The first bundle install
happens when we fetch the dependencies in order to run our tests. It’s defined directly in our CircleCI build configuration:
# .circleci/config.yml
...
- run:
name: "Resolve dependencies"
command: |
sudo gem install --force bundler
bundle install --jobs=8
...
The second bundle install
happens when the Docker image is built and is executed inside the Docker image:
# Dockerfile
...
RUN bundle install --jobs=8
...
But basically the bundle install
inside the Docker image does exactly what the bundle install
run by the CircleCI build server has already done: Fetching the dependencies and making them available locally.
So what we’re looking for is a way to reuse the output from the first bundle install
and put this into the Docker image so that the second bundle install
doesn’t have to fetch everything from scratch again but can simply reuse what we already fetched.
Bundler allows us to create a deployment version of all dependencies referenced in our Gemfile for future usage, so let’s adjust our CircleCI build script to execute bundle install
using the deployment
option:
# .circleci/config.yml
...
- run:
name: "Resolve dependencies"
command: |
sudo gem install --force bundler
bundle config set deployment true
bundle install --jobs=8
...
All our dependencies are stored in the vendor/bundle
directory inside the current project.
As all the content from our root directory is included in the build context that is used when the Docker image is created, we can reuse the dependencies from vendor/cache
if we also enable the deployment
option within the Docker container:
# Dockerfile
...
RUN bundle config set deployment true \
&& bundle install --jobs=8
...
When commiting the new changes and running the build on CircleCI we can see a drastic change:
The “Resolve dependencies” task still takes 1 minute 36 seconds (which is to be expected as it still needs to fetch and install all the dependencies) but the execution time of the “Build docker image” task has been reduced to just 20 seconds (down from 1 minute 48 seconds).
The overall build time now is 2 minutes 7 seconds, so we already saved more than one minute (a third) compared to the original 3 minutes 24 seconds.
Caching dependencies
But we can still try for a little more: Most of the time our dependencies don’t really change that much from build to build, so downloading them over and over from the internet when we’re sure that we don’t need them seems like a waste of time and resources.

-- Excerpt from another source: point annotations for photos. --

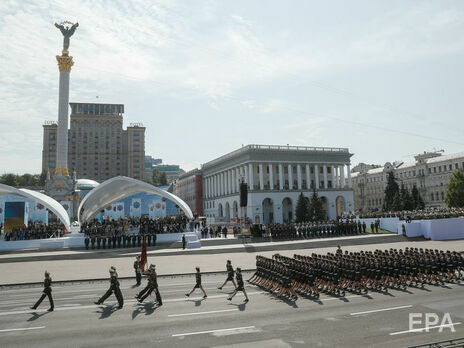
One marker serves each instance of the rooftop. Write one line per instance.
(286, 148)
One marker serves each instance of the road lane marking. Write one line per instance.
(236, 329)
(381, 310)
(423, 329)
(23, 329)
(200, 313)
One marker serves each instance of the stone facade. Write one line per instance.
(98, 147)
(430, 173)
(275, 176)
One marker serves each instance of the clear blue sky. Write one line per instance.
(383, 78)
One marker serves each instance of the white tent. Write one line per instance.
(120, 187)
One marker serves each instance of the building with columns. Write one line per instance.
(275, 176)
(430, 172)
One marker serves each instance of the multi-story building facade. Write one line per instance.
(98, 146)
(189, 187)
(275, 176)
(430, 173)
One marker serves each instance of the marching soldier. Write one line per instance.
(138, 271)
(230, 275)
(47, 291)
(240, 286)
(198, 284)
(152, 285)
(114, 287)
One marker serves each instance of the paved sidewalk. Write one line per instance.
(31, 272)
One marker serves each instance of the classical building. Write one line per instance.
(430, 173)
(172, 171)
(275, 176)
(189, 188)
(98, 146)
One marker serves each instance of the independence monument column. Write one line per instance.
(60, 185)
(65, 63)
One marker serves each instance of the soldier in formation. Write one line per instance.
(356, 272)
(197, 284)
(114, 288)
(152, 285)
(138, 270)
(230, 275)
(240, 286)
(47, 291)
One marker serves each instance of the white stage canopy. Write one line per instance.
(120, 187)
(47, 201)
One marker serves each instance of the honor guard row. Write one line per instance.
(358, 272)
(321, 229)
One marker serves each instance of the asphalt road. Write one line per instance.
(373, 320)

CircleCI builds however are ephemeral, which means that we cannot really save the resources in between multiple builds - or can we?
Luckily CircleCI does provides a way of caching resources (like our dependencies) between builds, so let’s do exactly that: Take the vendor/bundle
directory and store its content after a build:
# .circleci/config.yml
...
steps:
- checkout
- restore_cache:
keys:
- bundle-{{ checksum "Gemfile.lock" }}
- run:
name: "Resolve dependencies"
command: |
sudo gem install --force bundler
bundle config set deployment true
bundle install
- save_cache:
paths:
- ./vendor/bundle
key: bundle-{{ checksum "Gemfile.lock" }}
...
Here we store the result of the bundling process into the CircleCI cache, using the hash of the Gemfile.lock
file. Unless any of the included Gems inside the Gemfile.lock
change the key will be the same and all the content will be fetched from the cache.
In this best case scenario (the Bundler can reused the resources from the cache) the “Resolve dependencies” task takes just a single second to complete, bringing us to an overall build time of just 36 seconds (down from the original 3 minutes 24 seconds).
A huge difference considering that a lot of changes will not touch the dependency list at all and therefore will complete incredibly fast.
Conclusion
By employing a series of rather small changes we were able to both reduce the size of the Docker image as well as the time it takes to build the image significantly.
We want to deploy our stuff to production as quickly as possible and although a few hundred megabytes of data and a few minutes of build time don’t seem that much, saving this multiple times a day for multiple people starts to pay out rather quickly.
So we’re pretty happy with every megabyte and every second that we can shave off.